Souvent critiqués par l’opinion publique pour faire régner leur propre loi notamment en matière de tarification, du non-respect de certaines dispositions de la loi 06-00 formant Statut de l’enseignement scolaire privé…, les établissements privés vont s’organiser en Fédération.
Cela leur permettrait de mieux défendre leur intérêt aussi bien au sein du Parlement que face aux pouvoirs publics. Les voix ne cessent de se lever pour dénoncer une anarchie totale dans ce secteur qui, avouons-le, a fait un travail considérable en l’absence d’une école publique performante. Mais à quel prix ? Rappelons que les frais de scolarité représentent plus des deux tiers du budget des ménages. Et ce n’est pas par choix mais par nécessité que les familles se saignent à blanc face à un ascenseur social public en panne.
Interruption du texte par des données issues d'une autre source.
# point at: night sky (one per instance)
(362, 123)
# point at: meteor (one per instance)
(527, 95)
Si en tant qu’entreprises privées qui paient leurs impôts, les écoles privées sont dans leur droit de s’organiser et d’intégrer la CGEM. Cela ne devrait toutefois pas être une manœuvre pour faire taire ceux qui dénoncent les abus ou pour barrer la route au ministère de tutelle résolu à mettre de l’ordre dans le secteur.
La décision d’intégrer le Patronat est-elle une réaction au phénomène de migration des étudiants du privé vers le public ? Les écoles privées se sentent-elles menacées ?
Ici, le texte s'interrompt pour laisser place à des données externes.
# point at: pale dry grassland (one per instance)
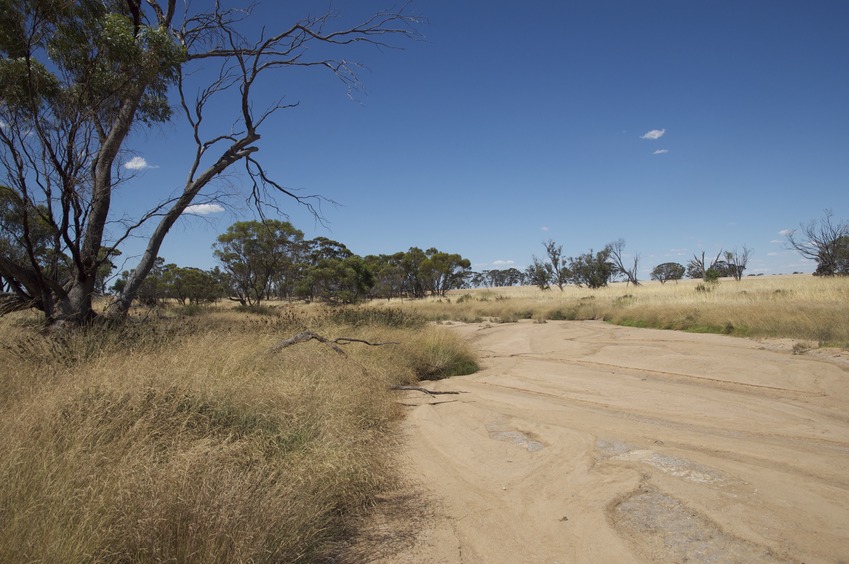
(801, 307)
(186, 439)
Des questions légitimes eu égard aux événements ayant marqué cette rentrée scolaire 2019-2020 notamment la migration de 52.000 élèves de l’enseignement privé vers les établissements publics. Ou encore l’actualisation du cadre juridique régissant le secteur privé, notamment la fixation et la révision des frais de scolarité, d’inscription et d’assurance. Rappelons que la loi cadre n°51.17 relative au système de l’éducation nationale, de l’enseignement supérieur, de la formation professionnelle et de la recherche scientifique a prévu de combler un vide juridique notamment le volet relatif aux frais de scolarité étant donné que la loi n° 00-06, régissant l’enseignement scolaire privé, ne prévoyait pas la possibilité de réglementer les prix par le ministère de tutelle.
Bien que ces éléments puissent sembler les déclencheurs de cette mobilisation du secteur privé, la réalité est toute autre.
En fait, il ne s’agit nullement d’une démarche récemment enclenchée mais bel et bien de déterrer un projet vieux de plusieurs années. La Fédération devait voir le jour sous l’ère de Réda Chami et être présidée par Abdelali Benamour, Président fondateur de HEM et ex-président du Conseil de la Concurrence.
Malheureusement, en raison des problèmes de gouvernance et de désaccord de ses trois composantes que sont l’enseignement général, l’enseignement supérieur et la recherche scientifique ainsi que l’enseignement professionnel privé, la Fédération est demeurée au stade de projet. Contacté par nos soins, Abdelilah Hifdi, Président de la Fédération nationale du transport à la CGEM et conseiller politique de la commission en charge de relancer ladite Fédération, nous apporte plus de précisions.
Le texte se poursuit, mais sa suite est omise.